Thursday 26 October 2017

 

The Royal College of Music is proud to bring together 5,000 years of musical heritage from 200 UK collections in a major new website documenting 20,000 historically significant musical instruments.

MINIM-UK is a virtual museum featuring information about the UK’s most important musical objects, alongside sound recordings and photographs. From instruments owned by the royal family and composers such as Elgar and Chopin, to ancient Egyptian bone clappers in the form of human hands and an extremely rare narwhal-horn flute, the public will be able to freely explore these fascinating objects in a single virtual location for the first time. 

A contrabass serpent from the University of Edinburgh collection


The instruments, currently held in 200 separate collections across the UK, are collated at www.minim.ac.uk thanks to a major project led by the Royal College of Music, in partnership with the Horniman Museum and Gardens, Royal Academy of Music, University of Edinburgh, and Google Arts and Culture, with funding from the Higher Education Funding Council for England (HEFCE).
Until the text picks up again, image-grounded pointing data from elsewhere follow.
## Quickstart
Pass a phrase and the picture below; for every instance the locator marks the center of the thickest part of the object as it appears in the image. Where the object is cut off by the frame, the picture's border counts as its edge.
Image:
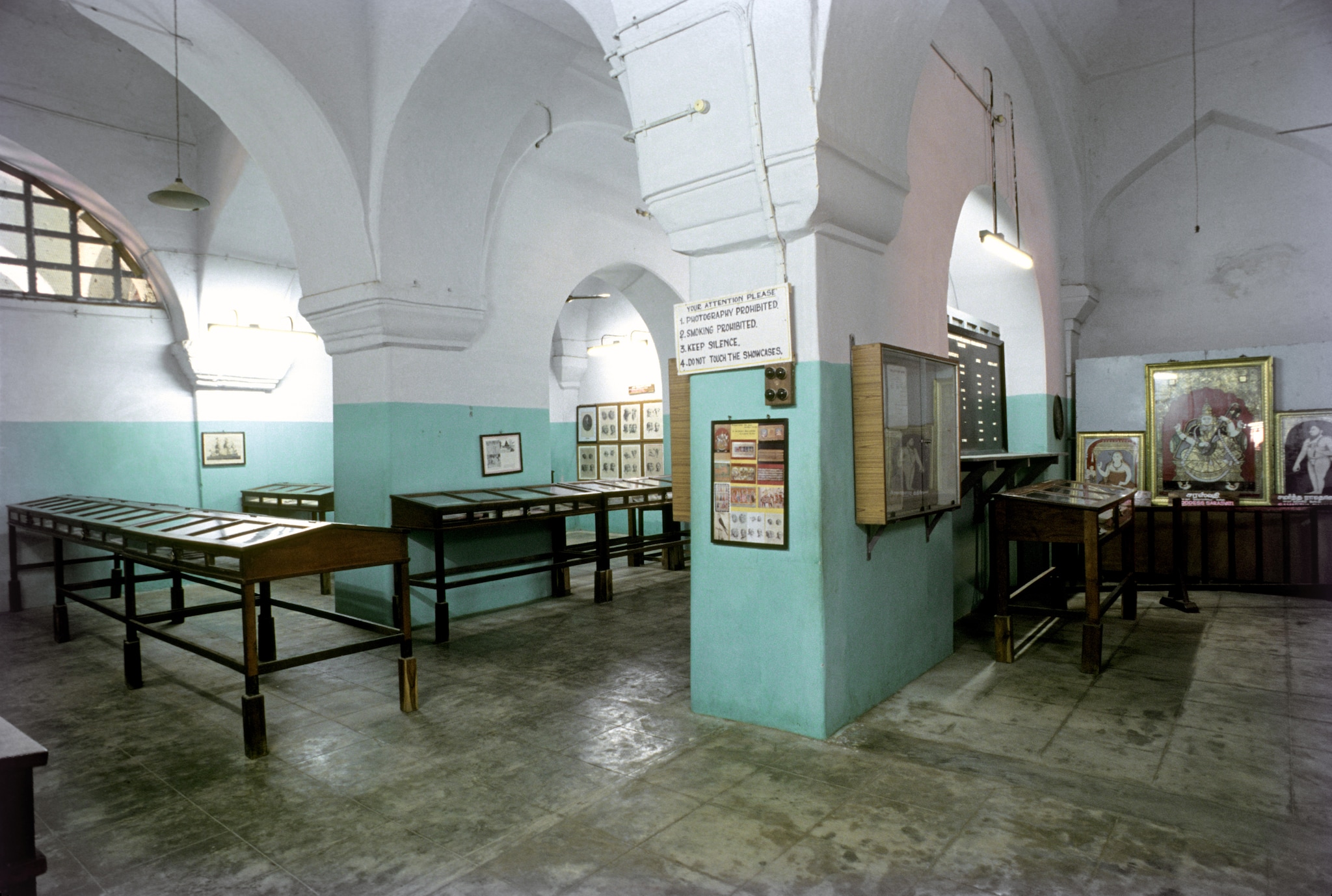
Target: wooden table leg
(441, 597)
(178, 598)
(406, 662)
(133, 661)
(604, 586)
(1000, 583)
(1128, 565)
(560, 585)
(325, 578)
(267, 633)
(254, 724)
(1091, 566)
(60, 613)
(15, 586)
Many of the featured collections have not been easily accessible to the public before, having been hidden in local collections and remote locations, unseen in storage or not previously documented online. The MINIM-UK cataloguers travelled over 10,000 miles for 200 days to collect photographs, video and sound recordings and stories spanning from the Scottish Highlands to the South coast.


A Tibetan trumpet from the Horniman Museum & Gardens collection


MINIM-UK aims to promote visitors’ numbers to small local museums across the UK and draw attention to little-known collections. It also dramatically increases the British music presence in international databases such as Europeana and MIMO – the largest worldwide resource on musical instruments funded by the EU in 2009.
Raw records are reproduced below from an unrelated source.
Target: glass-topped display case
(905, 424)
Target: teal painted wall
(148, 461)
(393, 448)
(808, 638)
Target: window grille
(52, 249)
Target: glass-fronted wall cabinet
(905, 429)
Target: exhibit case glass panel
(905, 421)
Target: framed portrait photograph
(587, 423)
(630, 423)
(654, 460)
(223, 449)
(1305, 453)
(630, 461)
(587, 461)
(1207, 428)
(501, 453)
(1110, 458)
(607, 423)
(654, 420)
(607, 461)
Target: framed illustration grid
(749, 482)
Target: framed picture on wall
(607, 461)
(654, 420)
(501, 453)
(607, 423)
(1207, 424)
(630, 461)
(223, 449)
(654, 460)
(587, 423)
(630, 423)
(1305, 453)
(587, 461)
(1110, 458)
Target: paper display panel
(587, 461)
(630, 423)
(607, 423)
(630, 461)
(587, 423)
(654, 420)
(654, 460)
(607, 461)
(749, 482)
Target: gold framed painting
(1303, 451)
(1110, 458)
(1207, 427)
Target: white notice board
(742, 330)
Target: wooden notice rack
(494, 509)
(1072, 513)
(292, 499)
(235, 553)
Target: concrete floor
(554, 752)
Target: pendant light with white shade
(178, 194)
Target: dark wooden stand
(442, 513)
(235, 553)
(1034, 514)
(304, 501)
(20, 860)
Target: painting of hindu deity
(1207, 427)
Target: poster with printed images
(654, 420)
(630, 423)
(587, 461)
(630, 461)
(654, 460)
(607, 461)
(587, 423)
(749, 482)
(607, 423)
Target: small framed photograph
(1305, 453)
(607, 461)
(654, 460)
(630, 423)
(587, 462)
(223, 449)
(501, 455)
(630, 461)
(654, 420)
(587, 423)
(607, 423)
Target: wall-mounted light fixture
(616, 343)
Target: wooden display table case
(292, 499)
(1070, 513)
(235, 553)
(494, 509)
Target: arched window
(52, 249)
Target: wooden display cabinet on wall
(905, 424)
Gabriele Rossi Rognoni, Curator of the Royal College of Music, comments, ‘The instruments brought together for MINIM-UK are an important part of our national heritage. It is tremendously exciting to work with Google to enable so many people to connect with these beautiful and intriguing objects. We are delighted that thanks to the wonders of modern technology we have so many ways to allow people to explore these treasures.’